Labor: Scott Walker is best known for his union-busting actions and stances against organized labor. As Governor he led efforts to strip state workers of collective bargaining rights. He opposes increasing minimum wage, has blocked enforcement of equal pay and supports cutting pensions. Backed by pro-business interests, he’s been called a “national disgrace” by AFL-CIO labor leader Richard Trumka.
Foreign Policy: According to New York Times, Walker does not agree with Obama’s strategy in dealing with the Islamic State, and stated that he does not mind sending American troops to confront the group in Syria. “We’re not going to wait until they bring the fight to us — we’re going to bring the fight to them, and fight on their soil,” he said
Immigration: Walker is accused on flip-flopping on this issue. He used to say that a pathway to citizenship “make sense,” but he now opposes citizenship for individuals who are in the country illegally and approves greater border security and enforcement immigration laws. His recent change have brought him large amount of attention because crticis are accusing him of changing his stance in order to attract more conservative voters in early nominating states like Iowa.
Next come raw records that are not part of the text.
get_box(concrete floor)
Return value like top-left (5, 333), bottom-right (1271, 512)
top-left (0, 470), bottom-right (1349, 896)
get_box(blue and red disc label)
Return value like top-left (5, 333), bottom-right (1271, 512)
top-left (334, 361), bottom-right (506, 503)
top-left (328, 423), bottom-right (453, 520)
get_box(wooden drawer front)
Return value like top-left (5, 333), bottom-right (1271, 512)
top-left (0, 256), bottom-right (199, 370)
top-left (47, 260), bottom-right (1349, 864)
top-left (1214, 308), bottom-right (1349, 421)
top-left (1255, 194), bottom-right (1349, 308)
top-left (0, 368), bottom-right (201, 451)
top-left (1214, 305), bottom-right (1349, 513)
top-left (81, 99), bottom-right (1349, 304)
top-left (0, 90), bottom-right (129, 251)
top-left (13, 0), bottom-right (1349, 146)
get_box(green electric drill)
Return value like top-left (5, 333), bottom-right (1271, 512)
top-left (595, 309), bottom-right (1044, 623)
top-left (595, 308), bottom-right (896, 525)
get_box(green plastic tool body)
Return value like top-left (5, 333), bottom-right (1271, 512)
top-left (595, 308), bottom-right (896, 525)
Controversies: According Biography.com, in 2011 Walker proposed in budget repair bill to eliminate most collective bargaining rights for state workers, except wages. The proposal caused major controversy and created tension among party lines and throughout the entire state of Wisconsin.
The bill was passed by the state Senate in March 2011 and continued to the court. However, Jude Maryann Sumi revoked it stating that it was void because lawmakers broke open-meeting statues during the approval process. In June, the Wisconsin Supreme Court overturned her ruling.
After his actions, Wisconsin residents were so angered by Walker’s anti-labor actions that they wanted to remove him from office, which led to a recall election in June 2012. Nevertheless, he won the recall election making him the first governor in American history to survive a recall election.
Fascinating fact: Scott Walker supports banning abortions in cases of rape or incest and even when the life of the mother is in danger. Scott Walker defended mandatory invasive ultrasounds by saying ultrasounds are “just a cool thing out there” and said “most people think ultrasounds are just fine.”
Odds of winning: According to the New York Times, Walker believes that he can bring in votes from the Republicans, independents, and conservative Democrats by being direct, straightforward, and tough-sounding similar to his idol, Ronald Reagan. His Midwestern appeal can work in the Republicans favor. In addition, Wisconsin Democrats underestimated Walker’s political talent and popularity.
Even though he idolizes Reagan, critics say he does not have the same communication skills and personal charisma like the former President. Walker is not well educated on foreign policy and national security. Also there are reports that Wisconsin’s budget deficit this year reached $2 billion under Walker’s leadership as Governor, and Wisconsin sits at the bottom among other Midwest states in terms of job growth. He could also have difficulty obtaining votes from Hispanics and other minorities due to his opposition on immigration. But BetVega gives him 15 to 1 odds, making him still a solid contender.